Statistical results derived from a population-based database typically yield narrow point estimates and show statistical significance with ease, even when the absolute differences between groups are too small to have biological relevance (e.g., age difference of less than 1 year in adults). Therefore, the clinical significance may warrant further confirmation. The results may sometimes be misleading and induce population panic [
46,
47]. We used multivariate Cox regression including time-dependent variables for medication use to carefully minimize the time-related bias associated with potential confounding medications in an observational study [
25]. The neutral (or considered “negative”) effectiveness of ACEIs and ARBs in high-risk cohorts suggested that their association with the prevention of HCC, if it ever existed, was weak.
In human studies supporting the protective effects of ACEI or ARB [
13‐
15], the outcome was HCC recurrence, which was different from the current study. Patients with history of HCC carry a much higher risk of HCC recurrence after treatment (and hence, a larger effect size) than those without history of HCC. Use of ACEI or ARB might, therefore, provide a “sufficient cause” for outcome prevention in the “super risky” population. Based on the results of this study, we estimated that a total of 34,058 and 19,274 event cases for HBV and HCV cohorts, respectively, are required to reach statistically significant. The effect sizes would be unrealistic since the current study already included the high-risk nationwide population at a largest and eligible scale.
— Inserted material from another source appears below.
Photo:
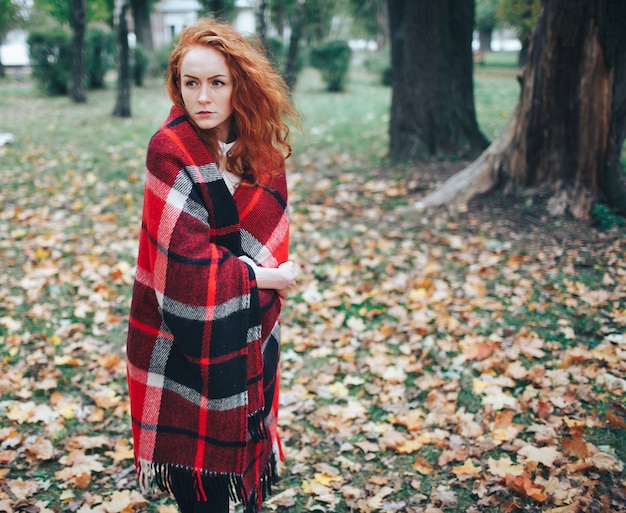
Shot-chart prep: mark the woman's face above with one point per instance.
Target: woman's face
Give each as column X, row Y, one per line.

In contrary, our study suggested that the use of ACEIs and ARBs was associated with an increased risk of HCC in HCV patients without cirrhosis, DM, and hyperlipidemia. ACEI exposure has been shown to be associated with breast cancer recurrence [
48]. However, the mechanism underlying this observation and whether the impact is cancer-specific remain unknown [
48]. As reported for ACEI, also ARB seem to increase new-cancer occurrence of lung [
9], breast [
49] and prostate [
49], probably due to the unopposed effect on angiogenesis through angiotensin receptor 2 stimulation under angiotensin receptor 1 blockade [
49]. Further study is warranted to confirm our finding and explore the pathophysiological mechanisms.
This study has some limitations. The NHIRD is a claims data source, which might lead to misleading findings if the study is solely based on it without validation. However, the selected cohorts (patients who received HBV and HCV therapy) in our study were strictly audited, and the outcome, HCC incidence, was retrieved from the RCIPD, a stringent certificate database. These confirmations minimized the bias of uncertainty in our study. We could not identify NASH patients accurately by ICD-9 classification, which is also a risk factor for HCC [
50]. Future studies using the 10th version of diagnosis coding, in which there is a specific code for NASH, will help resolve this limitation. The other limitation of this study is that it did not consider some dietary [
51,
52] and lifestyle-modifying factors, such as smoking [
53], which might be involved in hepatic carcinogenesis and patient survival. Direct-acting antiviral therapy, which may reduce HCC incidence after HCV eradication [
54], was not accessible in our cohorts. Furthermore, we did not investigate whether liver fibrosis can be resolved using ACEIs and ARBs.